Hull also says the July 27 decision contradicts previous statements by Houghton that municipal staff “buried themselves for 45 days to do the due diligence.”
At least one other councillor is reacting with disappointment at the news.
“I was shocked to find out the taxpayers of Collingwood didn’t get the buildings they paid for, based on the information” in the release of documents, said Councillor Joe Gardhouse, who didn’t know what had taken place until he reviewed the documents prior to their release to the E-B. He has since sent a letter to interim town manager John Brown with several questions with regard to the buildings and process.
“I was under the complete understanding we were getting the buildings as described” to council at the Aug. 27, 2012 meeting,” said Gardhouse, who voted against the purchase of the building over the pool. “I would not have voted for the arena without the Sprung Shield as illustrated.”
Councillor Dale West, though, says he would like to understand the context of the July 27 meeting, and whether it was part of staff’s fact-finding as directed by council 11 days earlier.
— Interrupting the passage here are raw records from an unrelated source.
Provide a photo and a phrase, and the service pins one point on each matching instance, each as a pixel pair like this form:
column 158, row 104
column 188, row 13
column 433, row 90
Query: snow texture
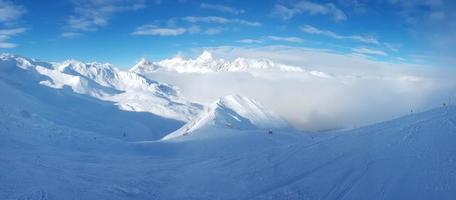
column 60, row 140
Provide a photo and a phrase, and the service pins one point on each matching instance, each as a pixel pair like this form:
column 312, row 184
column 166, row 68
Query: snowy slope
column 91, row 104
column 233, row 112
column 67, row 143
column 130, row 91
column 206, row 63
column 407, row 158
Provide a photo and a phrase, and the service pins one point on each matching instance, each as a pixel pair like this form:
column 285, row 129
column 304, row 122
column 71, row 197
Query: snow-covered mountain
column 206, row 63
column 233, row 112
column 61, row 139
column 93, row 97
column 130, row 91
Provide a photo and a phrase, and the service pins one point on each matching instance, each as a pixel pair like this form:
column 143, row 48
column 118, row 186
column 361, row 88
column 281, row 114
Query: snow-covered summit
column 206, row 63
column 233, row 112
column 144, row 66
column 130, row 91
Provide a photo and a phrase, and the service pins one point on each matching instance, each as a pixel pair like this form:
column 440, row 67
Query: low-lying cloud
column 359, row 92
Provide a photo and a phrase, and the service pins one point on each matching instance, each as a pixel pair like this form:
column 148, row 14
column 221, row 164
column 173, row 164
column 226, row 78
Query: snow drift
column 233, row 112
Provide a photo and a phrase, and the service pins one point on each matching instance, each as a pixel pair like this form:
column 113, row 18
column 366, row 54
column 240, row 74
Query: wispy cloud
column 9, row 14
column 91, row 15
column 158, row 31
column 250, row 41
column 222, row 8
column 364, row 39
column 70, row 34
column 213, row 31
column 354, row 81
column 285, row 39
column 220, row 20
column 369, row 51
column 10, row 11
column 310, row 8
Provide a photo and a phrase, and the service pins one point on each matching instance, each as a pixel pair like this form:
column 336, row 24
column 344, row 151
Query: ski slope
column 60, row 139
column 234, row 112
column 408, row 158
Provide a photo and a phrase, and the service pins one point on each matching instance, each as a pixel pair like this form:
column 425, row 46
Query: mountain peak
column 233, row 112
column 143, row 65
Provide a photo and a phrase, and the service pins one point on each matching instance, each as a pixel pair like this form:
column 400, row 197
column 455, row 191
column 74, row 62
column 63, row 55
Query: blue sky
column 122, row 31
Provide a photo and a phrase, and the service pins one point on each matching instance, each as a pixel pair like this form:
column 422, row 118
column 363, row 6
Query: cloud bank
column 359, row 91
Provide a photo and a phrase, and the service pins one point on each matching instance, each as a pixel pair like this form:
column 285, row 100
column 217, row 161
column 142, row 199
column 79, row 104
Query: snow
column 62, row 142
column 206, row 63
column 233, row 112
column 130, row 91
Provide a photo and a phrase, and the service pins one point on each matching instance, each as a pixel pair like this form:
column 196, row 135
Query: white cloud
column 213, row 31
column 220, row 20
column 359, row 38
column 12, row 32
column 310, row 8
column 250, row 41
column 91, row 15
column 10, row 11
column 283, row 12
column 285, row 39
column 158, row 31
column 369, row 51
column 70, row 34
column 361, row 86
column 222, row 8
column 7, row 45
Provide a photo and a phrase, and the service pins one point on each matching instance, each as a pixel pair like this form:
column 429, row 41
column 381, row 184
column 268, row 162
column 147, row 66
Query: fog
column 354, row 96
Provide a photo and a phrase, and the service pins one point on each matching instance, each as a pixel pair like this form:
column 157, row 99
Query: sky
column 386, row 57
column 123, row 31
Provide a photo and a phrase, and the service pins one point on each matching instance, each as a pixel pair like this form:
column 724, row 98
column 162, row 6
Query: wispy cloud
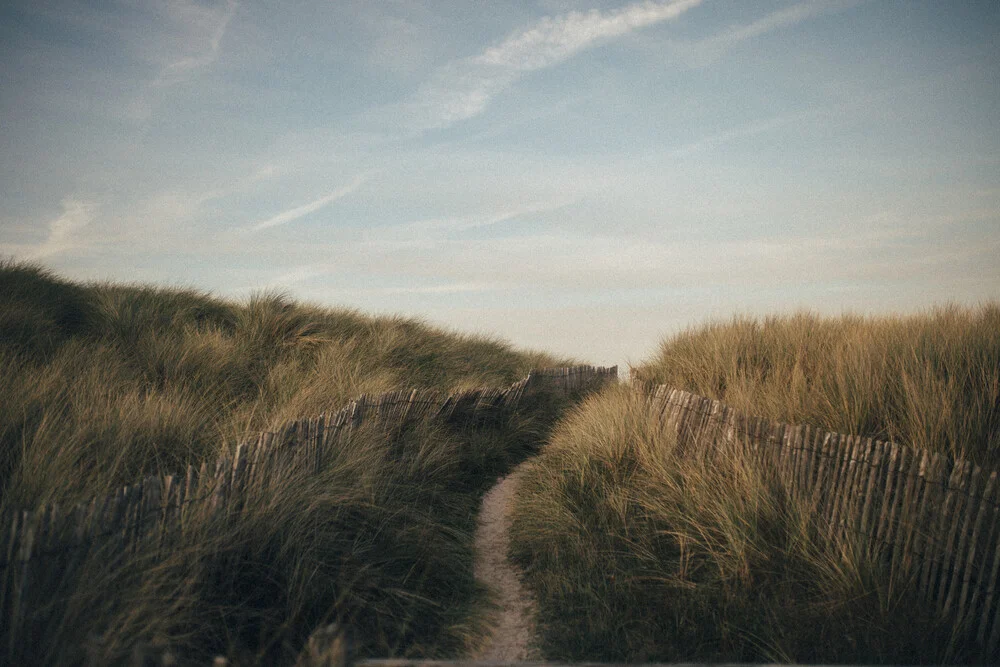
column 708, row 50
column 206, row 27
column 292, row 214
column 742, row 132
column 76, row 215
column 462, row 223
column 462, row 89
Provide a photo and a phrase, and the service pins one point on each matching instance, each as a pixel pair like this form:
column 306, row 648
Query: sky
column 583, row 177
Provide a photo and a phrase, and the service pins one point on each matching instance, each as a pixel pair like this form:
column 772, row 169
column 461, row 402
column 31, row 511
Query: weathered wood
column 896, row 534
column 950, row 521
column 871, row 480
column 921, row 534
column 965, row 602
column 989, row 586
column 937, row 528
column 967, row 517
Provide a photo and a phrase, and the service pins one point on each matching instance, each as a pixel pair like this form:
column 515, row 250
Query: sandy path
column 514, row 635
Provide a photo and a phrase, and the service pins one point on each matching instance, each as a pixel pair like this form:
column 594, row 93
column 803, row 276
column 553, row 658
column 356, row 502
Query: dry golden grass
column 105, row 383
column 637, row 553
column 930, row 380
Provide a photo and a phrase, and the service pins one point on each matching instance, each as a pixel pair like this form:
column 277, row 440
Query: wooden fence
column 933, row 518
column 42, row 550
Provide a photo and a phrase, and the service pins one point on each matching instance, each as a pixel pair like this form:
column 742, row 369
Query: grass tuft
column 639, row 553
column 930, row 381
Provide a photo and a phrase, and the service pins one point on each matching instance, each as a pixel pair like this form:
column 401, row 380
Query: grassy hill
column 104, row 383
column 639, row 553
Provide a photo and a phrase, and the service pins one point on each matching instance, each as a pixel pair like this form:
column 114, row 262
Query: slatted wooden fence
column 42, row 550
column 932, row 517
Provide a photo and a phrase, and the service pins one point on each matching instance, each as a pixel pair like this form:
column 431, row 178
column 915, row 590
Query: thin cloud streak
column 293, row 214
column 457, row 224
column 75, row 216
column 463, row 89
column 709, row 50
column 177, row 70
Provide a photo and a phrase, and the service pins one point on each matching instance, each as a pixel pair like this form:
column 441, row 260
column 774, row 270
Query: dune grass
column 105, row 383
column 929, row 380
column 637, row 553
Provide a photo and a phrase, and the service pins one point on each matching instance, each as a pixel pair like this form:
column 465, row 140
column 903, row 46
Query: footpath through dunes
column 514, row 636
column 226, row 528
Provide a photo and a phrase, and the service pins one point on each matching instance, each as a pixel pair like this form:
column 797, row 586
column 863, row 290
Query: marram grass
column 106, row 383
column 930, row 380
column 637, row 553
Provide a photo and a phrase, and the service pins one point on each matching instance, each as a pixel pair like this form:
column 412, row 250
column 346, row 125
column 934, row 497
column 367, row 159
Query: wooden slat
column 954, row 503
column 932, row 539
column 896, row 534
column 967, row 517
column 929, row 501
column 871, row 483
column 965, row 602
column 842, row 456
column 989, row 585
column 940, row 528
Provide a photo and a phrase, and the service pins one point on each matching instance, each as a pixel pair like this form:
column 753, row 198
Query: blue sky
column 577, row 176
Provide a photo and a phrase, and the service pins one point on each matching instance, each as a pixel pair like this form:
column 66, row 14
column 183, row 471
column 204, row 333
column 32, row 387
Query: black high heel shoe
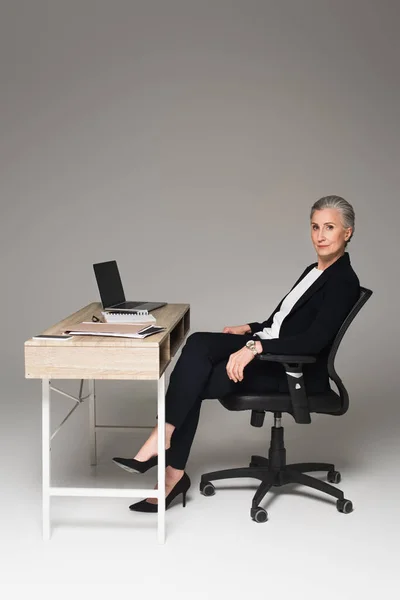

“I would be more concerned if that meeting was held before July 16,” he said, adding he was unable to say whether he expected the component to be part of the buildings or not. “I can’t say I made the decision based on a component… but I was surprised it wasn’t there,” he said.
“On (Aug. 27), I was honestly expecting that Sprung would be an option… I was expecting that there would be alternatives, and that council would be say, ‘yes, we want to proceed with this… and now we want to determine the format’, and go with an RFP and get the best available product,” said Hull. “In the end, Sprung would have been the best alternative… but we never went down that path.
“Why we never went down that path, to this day, really bothers me, and quite frankly, and it bothers any professional I talk to who is in the planning, engineering, architectural business, because there was no rationale… to sole source one product.”